Se, come il parziale mio elenco mostra, gli scritti sull’arte nascono da una occasione di studio e di pubblicazione (in rivista,in catalogo), un filo ben saldo li lega insieme.

Intanto per l’affidarsi di Remo Pagnanelli ad una salda struttura logico-argomentativa poggiante sia sui suoi studi classici versati nella contemporaneità critica di quegli anni (appunto: ottanta del novecento) ma senza l’immersione totale, mantenendo cioè anche rispetto alla semiotica o allo strutturalismo l’autonomia del giudizio e il percorso di un’indagine tutta personale. La quale era inoltre attratta, probabilmente per la soggettiva esperienza analitica, dalle coordinate freudiane e, successivamente, lacaniane.

Se talora la lettura condotta dal poeta maceratese lascia un più di densità teorica in alcuni saggi, in altri – soprattutto in quelli di immediato riscontro: Scipione, Mafai, Pannaggi, Vitali Rosati – essa coglie particolari risvolti nella figura pittorica e li coglie e li restituisce con una sensibilità non negata e nemmeno compressa. Tanto che sembra di sentire in queste pagine l’eco dei versi in cui Pagnanelli si lascia vivere non costringendosi al palo delle urgenze negate, delle necessità umane esplicitate.

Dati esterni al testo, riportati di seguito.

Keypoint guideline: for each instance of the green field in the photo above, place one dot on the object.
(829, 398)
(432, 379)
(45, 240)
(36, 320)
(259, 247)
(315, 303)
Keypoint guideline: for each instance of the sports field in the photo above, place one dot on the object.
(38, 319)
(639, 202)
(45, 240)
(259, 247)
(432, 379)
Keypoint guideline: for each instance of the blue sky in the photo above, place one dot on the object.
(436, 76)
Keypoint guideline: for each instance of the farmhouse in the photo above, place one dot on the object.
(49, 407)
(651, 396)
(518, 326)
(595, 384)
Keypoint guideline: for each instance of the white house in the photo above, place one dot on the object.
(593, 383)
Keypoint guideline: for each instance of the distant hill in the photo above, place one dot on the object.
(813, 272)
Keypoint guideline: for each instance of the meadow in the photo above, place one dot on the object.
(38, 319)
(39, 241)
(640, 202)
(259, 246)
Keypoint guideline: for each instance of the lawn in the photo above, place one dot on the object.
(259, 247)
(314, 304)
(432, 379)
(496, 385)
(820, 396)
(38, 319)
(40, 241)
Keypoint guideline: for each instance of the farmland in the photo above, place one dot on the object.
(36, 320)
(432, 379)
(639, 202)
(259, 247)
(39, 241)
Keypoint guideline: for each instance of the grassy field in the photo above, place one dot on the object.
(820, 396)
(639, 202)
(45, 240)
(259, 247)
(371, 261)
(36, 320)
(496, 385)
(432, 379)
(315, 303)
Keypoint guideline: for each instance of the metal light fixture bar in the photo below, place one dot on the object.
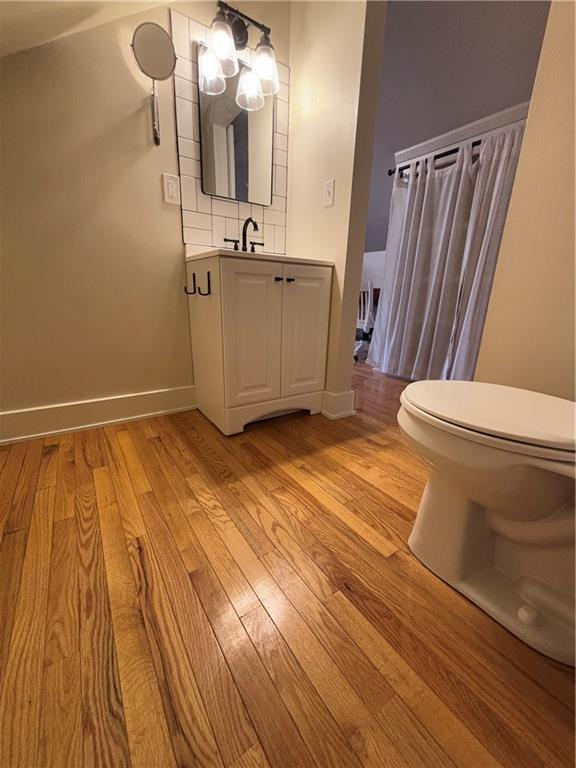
(239, 15)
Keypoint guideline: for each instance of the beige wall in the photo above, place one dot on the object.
(92, 269)
(528, 338)
(326, 54)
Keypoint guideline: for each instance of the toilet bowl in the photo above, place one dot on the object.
(496, 520)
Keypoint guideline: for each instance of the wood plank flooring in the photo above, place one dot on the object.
(173, 597)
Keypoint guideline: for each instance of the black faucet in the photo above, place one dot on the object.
(249, 220)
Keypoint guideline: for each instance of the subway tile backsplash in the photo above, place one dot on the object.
(207, 220)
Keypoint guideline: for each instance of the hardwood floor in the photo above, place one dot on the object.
(173, 597)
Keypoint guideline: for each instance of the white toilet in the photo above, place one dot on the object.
(496, 520)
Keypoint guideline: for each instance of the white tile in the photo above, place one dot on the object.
(284, 92)
(197, 236)
(198, 33)
(280, 157)
(244, 211)
(232, 228)
(280, 142)
(283, 73)
(278, 203)
(218, 230)
(180, 34)
(196, 123)
(281, 117)
(183, 68)
(204, 201)
(257, 212)
(188, 191)
(185, 89)
(268, 238)
(188, 148)
(190, 167)
(227, 208)
(280, 239)
(274, 217)
(279, 180)
(197, 220)
(184, 120)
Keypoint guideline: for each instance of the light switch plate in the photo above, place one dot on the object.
(328, 193)
(171, 187)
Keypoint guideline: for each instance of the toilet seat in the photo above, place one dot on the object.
(515, 420)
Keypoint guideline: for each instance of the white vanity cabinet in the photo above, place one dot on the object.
(259, 329)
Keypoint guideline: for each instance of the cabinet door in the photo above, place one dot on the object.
(306, 311)
(252, 315)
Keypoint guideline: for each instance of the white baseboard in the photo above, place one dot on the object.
(66, 417)
(338, 405)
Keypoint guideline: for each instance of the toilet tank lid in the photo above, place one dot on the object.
(492, 409)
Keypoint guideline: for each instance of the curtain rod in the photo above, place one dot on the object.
(447, 153)
(456, 147)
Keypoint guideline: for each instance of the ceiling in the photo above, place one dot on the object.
(27, 24)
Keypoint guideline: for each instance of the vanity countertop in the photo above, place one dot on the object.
(193, 253)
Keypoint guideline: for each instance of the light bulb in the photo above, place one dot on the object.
(265, 67)
(221, 43)
(249, 95)
(210, 78)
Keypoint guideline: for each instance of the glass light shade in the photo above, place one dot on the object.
(264, 64)
(210, 77)
(249, 95)
(221, 42)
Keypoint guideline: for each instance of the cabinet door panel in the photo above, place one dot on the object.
(306, 311)
(252, 314)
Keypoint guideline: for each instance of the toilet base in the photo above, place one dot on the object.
(452, 538)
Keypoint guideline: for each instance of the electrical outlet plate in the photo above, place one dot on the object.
(328, 193)
(171, 187)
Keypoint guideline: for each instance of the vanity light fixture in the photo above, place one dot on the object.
(228, 34)
(249, 95)
(221, 44)
(264, 62)
(210, 76)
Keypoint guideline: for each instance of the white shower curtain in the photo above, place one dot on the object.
(443, 240)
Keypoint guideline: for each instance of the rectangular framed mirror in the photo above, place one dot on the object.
(236, 146)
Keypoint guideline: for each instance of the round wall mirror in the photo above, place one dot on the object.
(154, 51)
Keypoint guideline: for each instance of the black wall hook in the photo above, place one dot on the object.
(209, 288)
(193, 291)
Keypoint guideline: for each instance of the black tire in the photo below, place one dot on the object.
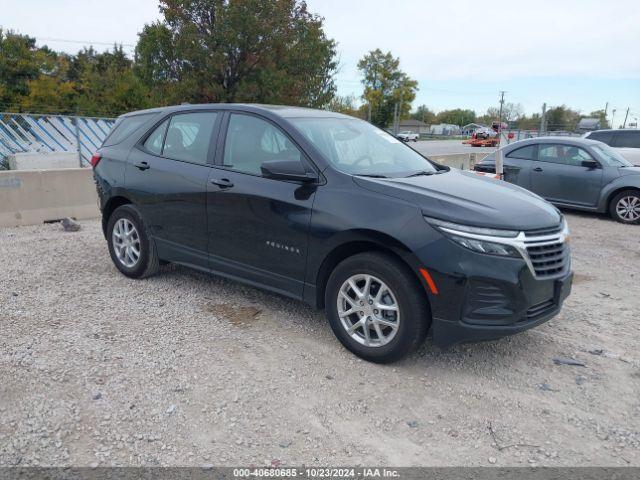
(148, 262)
(415, 316)
(613, 206)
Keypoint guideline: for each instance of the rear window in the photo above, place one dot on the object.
(526, 153)
(627, 139)
(604, 137)
(124, 127)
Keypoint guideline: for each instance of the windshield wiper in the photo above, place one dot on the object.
(371, 175)
(425, 172)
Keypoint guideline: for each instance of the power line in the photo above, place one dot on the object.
(84, 42)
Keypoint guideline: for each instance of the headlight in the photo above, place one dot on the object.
(481, 240)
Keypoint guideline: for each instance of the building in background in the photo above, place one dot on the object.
(413, 126)
(444, 129)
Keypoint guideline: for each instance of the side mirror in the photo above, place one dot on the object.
(590, 164)
(287, 170)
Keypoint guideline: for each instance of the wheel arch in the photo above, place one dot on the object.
(361, 241)
(612, 194)
(110, 207)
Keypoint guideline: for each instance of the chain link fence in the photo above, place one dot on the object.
(34, 133)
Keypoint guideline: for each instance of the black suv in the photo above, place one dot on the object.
(328, 209)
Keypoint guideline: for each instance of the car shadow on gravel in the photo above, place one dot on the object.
(245, 307)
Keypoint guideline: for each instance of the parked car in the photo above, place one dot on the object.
(408, 136)
(328, 209)
(626, 142)
(574, 173)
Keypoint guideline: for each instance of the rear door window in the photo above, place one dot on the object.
(563, 154)
(124, 127)
(626, 139)
(251, 141)
(188, 137)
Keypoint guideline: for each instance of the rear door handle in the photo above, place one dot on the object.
(142, 166)
(222, 182)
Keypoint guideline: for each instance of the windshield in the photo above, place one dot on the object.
(354, 146)
(610, 157)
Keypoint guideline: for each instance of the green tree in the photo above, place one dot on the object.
(562, 118)
(19, 63)
(423, 114)
(600, 115)
(347, 105)
(456, 116)
(529, 123)
(385, 85)
(106, 83)
(267, 51)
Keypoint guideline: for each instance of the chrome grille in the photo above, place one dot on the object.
(548, 254)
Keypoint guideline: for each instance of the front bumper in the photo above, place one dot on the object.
(484, 297)
(448, 332)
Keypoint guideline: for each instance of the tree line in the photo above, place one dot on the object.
(261, 51)
(200, 51)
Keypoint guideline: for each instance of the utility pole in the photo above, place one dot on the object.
(395, 119)
(542, 119)
(613, 114)
(501, 105)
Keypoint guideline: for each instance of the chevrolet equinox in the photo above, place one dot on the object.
(328, 209)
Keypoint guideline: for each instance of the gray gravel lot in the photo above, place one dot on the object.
(189, 369)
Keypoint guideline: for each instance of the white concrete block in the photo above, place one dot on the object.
(43, 161)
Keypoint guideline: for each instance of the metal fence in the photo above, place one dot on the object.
(21, 132)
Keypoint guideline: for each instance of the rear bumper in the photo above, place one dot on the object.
(447, 332)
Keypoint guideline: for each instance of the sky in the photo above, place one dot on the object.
(583, 54)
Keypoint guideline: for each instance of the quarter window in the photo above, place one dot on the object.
(189, 136)
(251, 141)
(563, 154)
(124, 127)
(153, 143)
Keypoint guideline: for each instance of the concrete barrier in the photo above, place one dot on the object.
(463, 161)
(43, 161)
(29, 197)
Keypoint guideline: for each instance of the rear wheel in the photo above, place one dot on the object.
(376, 307)
(131, 247)
(625, 207)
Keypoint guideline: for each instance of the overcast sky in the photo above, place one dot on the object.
(581, 53)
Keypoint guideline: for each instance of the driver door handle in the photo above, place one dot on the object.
(222, 182)
(142, 166)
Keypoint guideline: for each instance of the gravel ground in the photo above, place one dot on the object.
(189, 369)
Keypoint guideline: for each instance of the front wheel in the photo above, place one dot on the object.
(625, 207)
(376, 307)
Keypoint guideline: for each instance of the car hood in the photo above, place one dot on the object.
(629, 170)
(469, 199)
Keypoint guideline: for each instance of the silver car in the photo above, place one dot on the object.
(625, 142)
(573, 173)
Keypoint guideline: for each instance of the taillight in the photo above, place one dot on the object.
(95, 159)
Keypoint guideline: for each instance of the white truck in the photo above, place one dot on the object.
(408, 136)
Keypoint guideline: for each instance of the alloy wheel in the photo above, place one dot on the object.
(628, 208)
(368, 310)
(126, 242)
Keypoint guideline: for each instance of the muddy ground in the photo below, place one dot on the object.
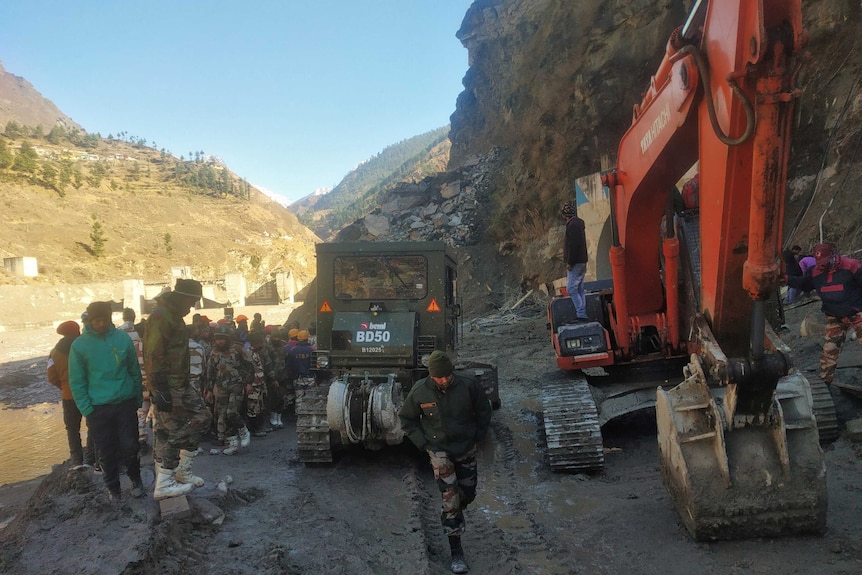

Con gli Scritti sull’Arte sono venuti alla luce tutti gli scritti, per così dire, sostanziosi di Remo: nel 1991 sono stati pubblicati, a cura di Daniela Marcheschi, gli Scritti critici (Mursia); nel 1997, la raffinata Via del Vento ha edito il racconto Prime scene da manuale (per la cura di Marcheschi); nel 2000 sono uscite Le poesie (sempre a cura di Marcheschi). Restano fuori solo le recensioni brevi, quelle che testimoniano l’attenzione anche verso gli emergenti, i nuovi, i non vocianti., la generosità verso i giovani.

Una eredità notevole quella di Remo Pagnanelli, non isolabile e non ferma ai suoi anni, merita approfondimenti. Gli atti del convegno tenutosi a Macerata il 19 ottobre 2007 saranno un punto di arrivo (rispetto agli interventi seguiti alla sua morte e dopo) ed una base per ulteriori studi, che si possono avvalere anche delle carte diverse e della corrispondenza donata dai famigliari al Gabinetto Vieussieux.